La mujer nos había dejado solos, me dirigió una sonrisa antes de salir que no sé si correspondí. –Vine por ti, para llevarte a casa –cuando dije eso me refería a llevarla conmigo, a mi casa, no sé si ella captó mi tono, pero no pensaba dejarla sola. Amo a esta mujer y no pienso renunciar a ella. 

–Me despidieron –no dejaba de llorar y eso me partía el alma, no sabía como ayudarla. 

–¿Pero, qué pasó? 

–No sé, de pronto al director comenzaron a llegarle cartas acerca de nosotros... 

–¿Cartas? –la interrumpí, era absurdo–. ¿Qué cartas? 

–Eran letras de periódicos recortadas, habían fotos de nosotros, bueno no de nosotros, pero sí tenían nuestras caras. 

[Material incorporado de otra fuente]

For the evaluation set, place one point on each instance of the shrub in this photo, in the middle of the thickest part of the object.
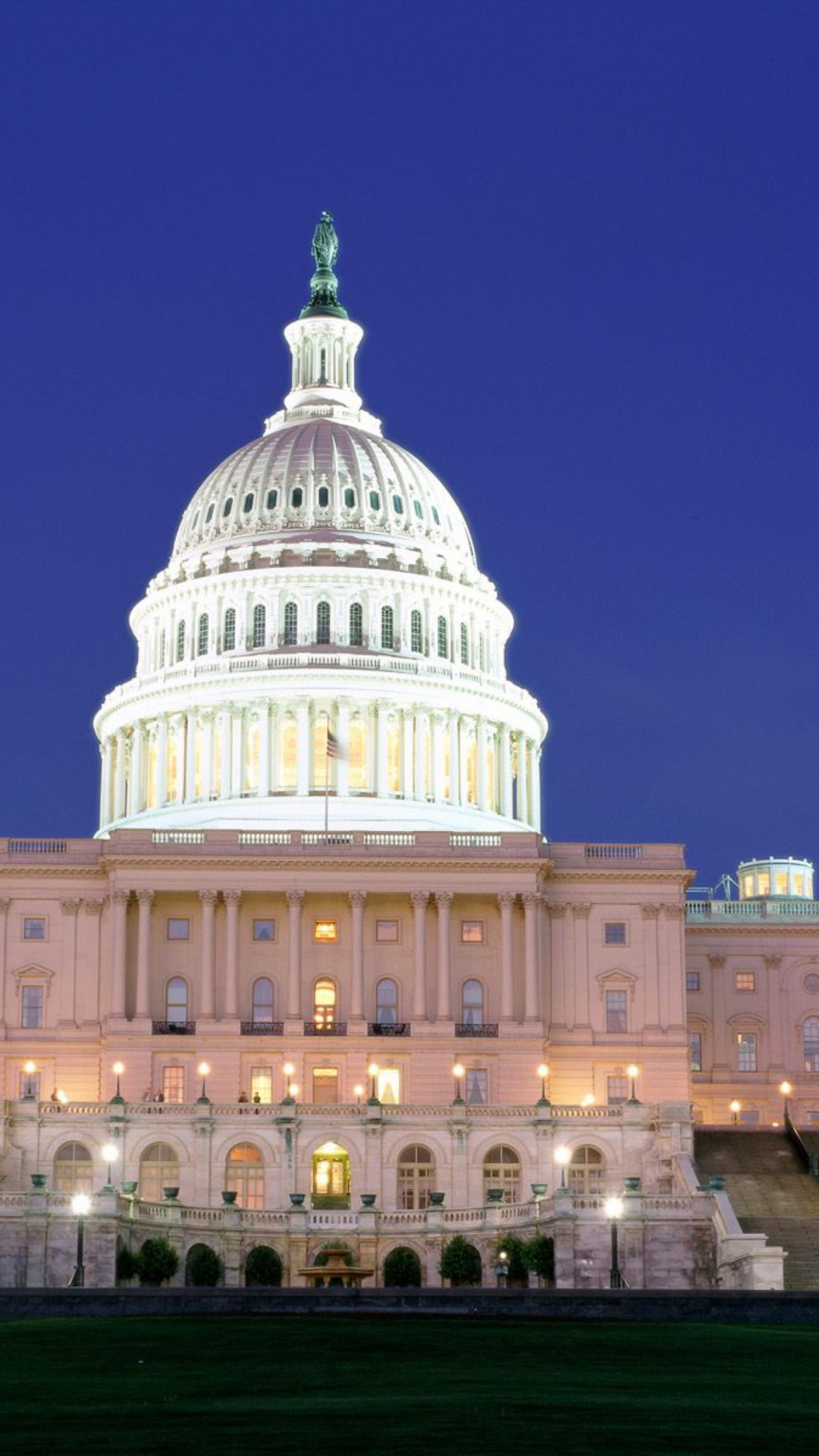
(262, 1267)
(203, 1267)
(158, 1263)
(403, 1269)
(461, 1263)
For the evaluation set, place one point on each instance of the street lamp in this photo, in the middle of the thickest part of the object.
(614, 1212)
(80, 1206)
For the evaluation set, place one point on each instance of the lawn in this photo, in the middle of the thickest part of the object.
(390, 1385)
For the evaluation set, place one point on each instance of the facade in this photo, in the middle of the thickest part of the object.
(319, 976)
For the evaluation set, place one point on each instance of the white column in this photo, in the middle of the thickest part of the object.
(419, 899)
(232, 902)
(506, 903)
(444, 902)
(209, 967)
(145, 900)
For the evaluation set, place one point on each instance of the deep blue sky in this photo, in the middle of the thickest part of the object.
(583, 239)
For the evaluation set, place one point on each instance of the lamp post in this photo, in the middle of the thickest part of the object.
(80, 1206)
(614, 1212)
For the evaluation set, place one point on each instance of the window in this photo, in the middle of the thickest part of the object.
(387, 932)
(174, 1084)
(387, 628)
(502, 1169)
(387, 1002)
(416, 1177)
(290, 623)
(262, 1001)
(243, 1175)
(260, 626)
(746, 1050)
(615, 1011)
(159, 1168)
(74, 1169)
(811, 1043)
(472, 1003)
(33, 1006)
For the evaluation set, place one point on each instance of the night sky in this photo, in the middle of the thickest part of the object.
(583, 240)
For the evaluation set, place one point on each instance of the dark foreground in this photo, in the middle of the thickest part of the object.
(382, 1385)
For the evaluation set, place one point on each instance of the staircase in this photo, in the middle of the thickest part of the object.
(770, 1193)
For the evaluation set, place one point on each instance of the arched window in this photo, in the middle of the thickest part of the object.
(387, 1002)
(586, 1171)
(356, 625)
(472, 1003)
(74, 1169)
(811, 1044)
(159, 1168)
(177, 1002)
(502, 1169)
(231, 629)
(290, 623)
(262, 1002)
(260, 626)
(416, 1177)
(243, 1175)
(324, 1005)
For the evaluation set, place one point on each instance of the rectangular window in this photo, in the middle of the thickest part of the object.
(615, 1011)
(174, 1084)
(471, 932)
(325, 932)
(33, 1001)
(387, 932)
(325, 1085)
(695, 1047)
(746, 1049)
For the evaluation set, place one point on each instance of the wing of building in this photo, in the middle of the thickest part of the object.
(319, 976)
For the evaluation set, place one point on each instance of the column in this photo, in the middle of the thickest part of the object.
(444, 902)
(531, 913)
(295, 899)
(207, 987)
(232, 902)
(357, 899)
(419, 899)
(145, 900)
(506, 903)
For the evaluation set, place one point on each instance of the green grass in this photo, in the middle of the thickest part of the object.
(390, 1385)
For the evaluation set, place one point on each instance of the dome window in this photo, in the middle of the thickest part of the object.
(356, 625)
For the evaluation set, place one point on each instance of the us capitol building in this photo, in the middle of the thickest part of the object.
(319, 977)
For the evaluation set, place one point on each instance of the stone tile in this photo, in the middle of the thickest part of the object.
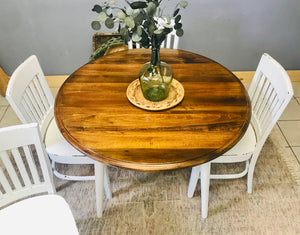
(291, 131)
(9, 118)
(2, 111)
(292, 111)
(3, 100)
(296, 151)
(296, 87)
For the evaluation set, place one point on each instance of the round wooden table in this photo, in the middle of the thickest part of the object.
(94, 115)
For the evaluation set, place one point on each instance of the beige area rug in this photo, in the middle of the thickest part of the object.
(157, 203)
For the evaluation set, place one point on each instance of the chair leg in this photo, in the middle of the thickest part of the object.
(205, 180)
(99, 187)
(195, 175)
(250, 174)
(107, 187)
(70, 177)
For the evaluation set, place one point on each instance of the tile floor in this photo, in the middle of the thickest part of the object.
(288, 127)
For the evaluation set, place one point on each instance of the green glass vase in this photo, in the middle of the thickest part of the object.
(155, 77)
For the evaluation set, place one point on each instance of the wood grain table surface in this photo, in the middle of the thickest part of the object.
(95, 116)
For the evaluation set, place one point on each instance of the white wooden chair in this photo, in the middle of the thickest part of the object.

–¿Qué? –poco a poco fui comprendiendo que efectivamente la responsable de todo esto era Andrea. Cerré mis ojos para contener mi furia y mi decepción, jamás pensé que mi hija me jugara sucio–. ¿Saben quién las envió? –pregunté sabiendo cuál era la respuesta. 

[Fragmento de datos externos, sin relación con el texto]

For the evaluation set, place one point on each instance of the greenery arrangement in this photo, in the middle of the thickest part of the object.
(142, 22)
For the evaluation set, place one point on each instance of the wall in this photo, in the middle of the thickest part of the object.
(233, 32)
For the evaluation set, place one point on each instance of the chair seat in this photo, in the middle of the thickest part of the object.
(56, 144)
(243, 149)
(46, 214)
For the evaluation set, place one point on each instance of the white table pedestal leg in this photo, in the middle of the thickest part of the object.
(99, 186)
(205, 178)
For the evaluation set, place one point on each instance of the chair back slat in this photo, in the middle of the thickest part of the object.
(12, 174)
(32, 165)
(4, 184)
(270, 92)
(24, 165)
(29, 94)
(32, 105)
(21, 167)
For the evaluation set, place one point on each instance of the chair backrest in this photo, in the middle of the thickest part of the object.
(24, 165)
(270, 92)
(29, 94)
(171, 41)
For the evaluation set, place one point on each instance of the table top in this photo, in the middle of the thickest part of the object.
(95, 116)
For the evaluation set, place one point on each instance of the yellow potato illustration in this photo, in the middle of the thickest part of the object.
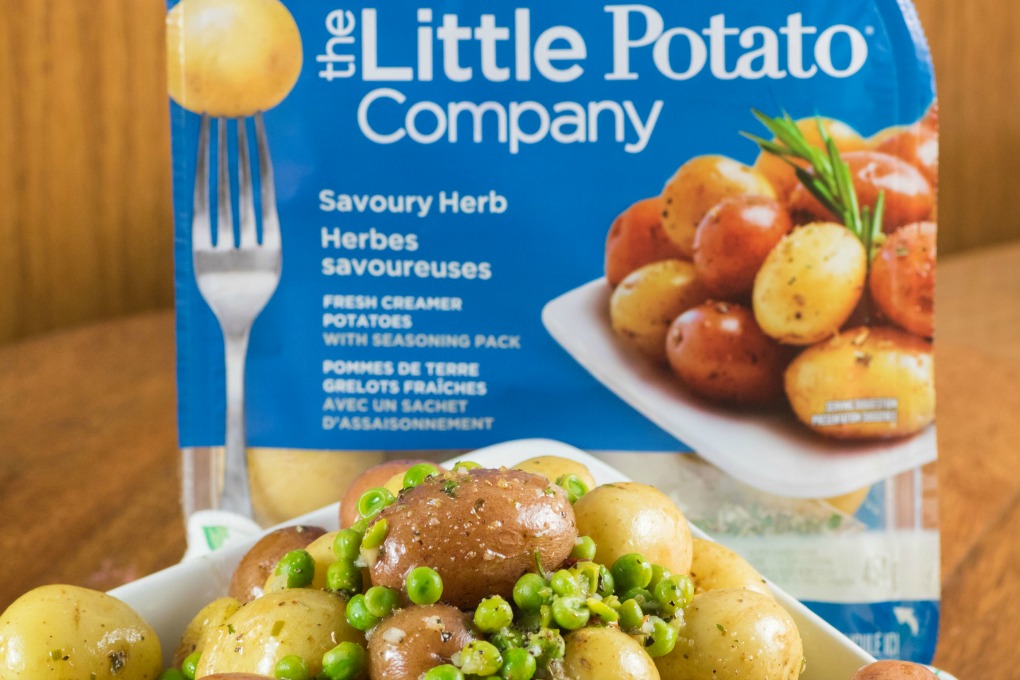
(232, 57)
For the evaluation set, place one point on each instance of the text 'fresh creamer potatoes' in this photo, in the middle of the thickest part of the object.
(695, 239)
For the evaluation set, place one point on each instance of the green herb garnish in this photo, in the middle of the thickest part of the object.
(828, 178)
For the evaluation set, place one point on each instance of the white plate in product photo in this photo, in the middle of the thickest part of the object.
(168, 599)
(769, 451)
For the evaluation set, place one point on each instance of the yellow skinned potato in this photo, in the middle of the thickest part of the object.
(810, 283)
(715, 567)
(599, 654)
(214, 614)
(647, 302)
(629, 517)
(699, 186)
(298, 621)
(554, 467)
(864, 364)
(232, 57)
(63, 632)
(734, 634)
(321, 477)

–No, los sobres aparecieron debajo de la puerta y cuando el señor Núñez salió ya no hay nadie cerca. 

–¿Y las cámaras? –recordando que había visto varias en los pasillos–. Hay que revisarlas. 

–¿Y de qué serviría? 

–Nos diría quién las entregó –dije, sabiendo que eso podría meter en problemas a mi hija, pero es que dentro de mí tenía la esperanza de que Andrea no tuviera nada que ver. 

Hablamos con el director, no para pedirle que le devolviera el trabajo a Aymé, era evidente que no lo haría, pero sí para saber quién era el responsable, y el hombre estuvo de acuerdo. También sintió curiosidad de saber quién entraba furtivamente a la oficina de la secretaria sin ser visto. Los tres quedamos sin palabras cuando vimos las imágenes. Esperaba ver a mi hija metiendo el sobre bajo la puerta pero en vez de eso era su noviecito el que lo hacía, el hijo de mi jefe, el mismo que le había pedido a Aymé que cambiara de sección para que no molestara a mi hija. 

Le pedí al director que no le hiciera nada al chico, Andrea era la responsable de todo y estaba dispuesto de darle un buen regaño y un buen castigo. El hombre creyó en mis palabras, a pesar de que el niño era problemático esta vez lo dejaría pasar. 

Escuché el timbre sonar, era la hora de salida. Salí acompañado de Aymé, le dije que me esperara en el carro mientras esperaba a Andrea. Cuando mi hija salió y me vio esperándola en la puerta, sus ojos se iluminaron, hacía días que no la veía sonreír, me abrazó y besó en la mejilla. –¡Hola, papi! –yo no podía sonreír como ella lo hacía, no después de lo que había hecho. 

–Vamos a casa, tenemos que hablar –le dije muy serio. 

–¿Qué pasó? –me miraba buscando algún indicio de enojo, pero yo no estaba enojado… bueno, sí lo estaba, pero mi decepción era más grande.